Kennesaw: The Town That Requires Gun Ownership

georgiagun-lawmandatorypoliticalsuburb
5 min read

Every head of household in Kennesaw, Georgia, is legally required to own a gun and ammunition. The 1982 ordinance, still technically in effect, was a symbolic response to Morton Grove, Illinois, which had just banned handguns. Kennesaw's city council wanted to make a statement: if one town could require no guns, another could require guns. The ordinance was never intended for enforcement - it exempts conscientious objectors, the mentally ill, felons, the poor, and anyone who simply doesn't want to comply. Nobody has ever been prosecuted. But the law remains, a forty-year-old political gesture that became part of Kennesaw's identity, cited in every gun debate as evidence for... whatever the arguer wants to prove.

The Context

Morton Grove, Illinois, passed America's first municipal handgun ban in 1981. The law required residents to turn in handguns; only police, military, and security personnel could possess them.

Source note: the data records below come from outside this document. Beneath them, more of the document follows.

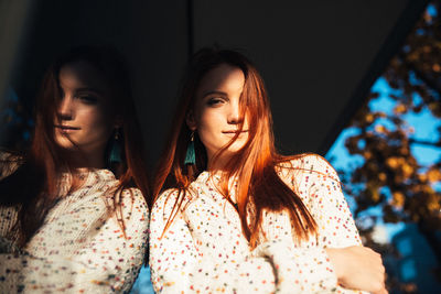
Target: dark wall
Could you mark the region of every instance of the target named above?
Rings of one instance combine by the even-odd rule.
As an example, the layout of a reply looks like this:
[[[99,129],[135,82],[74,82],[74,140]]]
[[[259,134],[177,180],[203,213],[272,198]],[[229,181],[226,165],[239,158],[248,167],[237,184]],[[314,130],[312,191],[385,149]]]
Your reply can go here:
[[[21,42],[3,37],[8,44],[18,44],[9,50],[15,52],[12,69],[0,65],[9,70],[19,97],[32,101],[45,68],[60,52],[72,45],[114,44],[129,61],[138,116],[154,161],[190,51],[213,43],[245,50],[261,70],[279,146],[288,153],[323,154],[427,1],[33,3],[25,6],[30,15],[7,8],[28,20],[24,33],[15,30],[23,36]]]

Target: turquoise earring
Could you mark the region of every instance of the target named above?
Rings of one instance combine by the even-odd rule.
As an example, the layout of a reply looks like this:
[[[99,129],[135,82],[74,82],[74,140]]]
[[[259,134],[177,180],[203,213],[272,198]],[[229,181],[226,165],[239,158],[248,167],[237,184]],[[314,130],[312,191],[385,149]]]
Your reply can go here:
[[[119,128],[115,131],[115,139],[111,142],[109,163],[120,163],[121,160],[121,144],[119,142]]]
[[[189,146],[186,148],[184,164],[196,164],[196,155],[194,152],[194,131],[192,131],[190,143]]]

Gun rights advocates were outraged. Kennesaw's city council, led by councilman J.O. Purvis, decided to respond with mirror-image legislation: mandatory gun ownership. The council understood the law was symbolic - they included exemptions so broad that no one could be forced to comply. The point was the gesture, the statement, the news coverage. Kennesaw became famous overnight. The law passed unanimously.

The Ordinance

The Family Protection Ordinance requires every head of household to 'maintain a firearm, together with ammunition.' Exemptions cover anyone who doesn't want to: conscientious objectors, felons, the physically or mentally disabled, and anyone who can't afford a gun. No verification mechanism exists. No inspections are conducted. No penalties are enforced. The law is effectively an opinion, codified. It expresses Kennesaw's values without requiring anyone to share them. The ordinance was never challenged in court - probably because no one has standing, since no one has been harmed by an unenforced law.

The Claims

Gun rights advocates claim Kennesaw's crime rate dropped dramatically after the ordinance passed. The statistics are disputed. Kennesaw was a small town in 1982 (roughly 5,000 people) with minimal crime to begin with. The population has grown tenfold since; crime rates reflect regional trends more than local policy. Researchers who've examined the claims find no evidence that mandatory gun ownership reduced crime - Kennesaw's rates track comparable suburban communities regardless of gun laws. The ordinance makes a political statement; it doesn't measurably change behavior or outcomes.

The Identity

Kennesaw has embraced its gun-town reputation. The city promotes itself as a safe community where citizens are armed and prepared. Local businesses sell gun-related merchandise. The ordinance appears in tourism materials. The annual 'Big Shanty Festival' celebrates the city's history (including Civil War heritage) with events that reflect the community's character. Whether residents actually own more guns than comparable suburbs is unknown - no one has surveyed compliance. The law works as identity rather than mandate, defining Kennesaw as a place where certain values are formally endorsed.

Visiting Kennesaw

Kennesaw is located in Cobb County, Georgia, roughly 25 miles northwest of Atlanta via Interstate 75. The city offers standard suburban amenities and attractions including Kennesaw Mountain National Battlefield Park, site of a significant Civil War engagement. The Southern Museum of Civil War and Locomotive History displays the 'General,' the famous locomotive from the Great Locomotive Chase. The mandatory gun ordinance is not commemorated with any specific monument or attraction - it's simply part of the city's character. Atlanta provides the nearest major tourist infrastructure. Kennesaw is a prosperous suburb; the gun law hasn't made it notably different from neighboring communities.

From the Air

Located at 34.02°N, 84.62°W in suburban Atlanta, Cobb County, Georgia. From altitude, Kennesaw appears as typical suburban development - residential subdivisions, commercial strips, the forested ridge of Kennesaw Mountain rising to the south. Nothing distinguishes it from neighboring Marietta or Woodstock; the mandatory gun ordinance is invisible from any altitude. The mountain marks Civil War battlefield; the residential areas mark postwar growth. Atlanta sprawls to the southeast. Interstate 75 runs through, carrying commuters to downtown. Kennesaw looks like what it is: a prosperous Atlanta suburb with an unusual law and an identity built around it.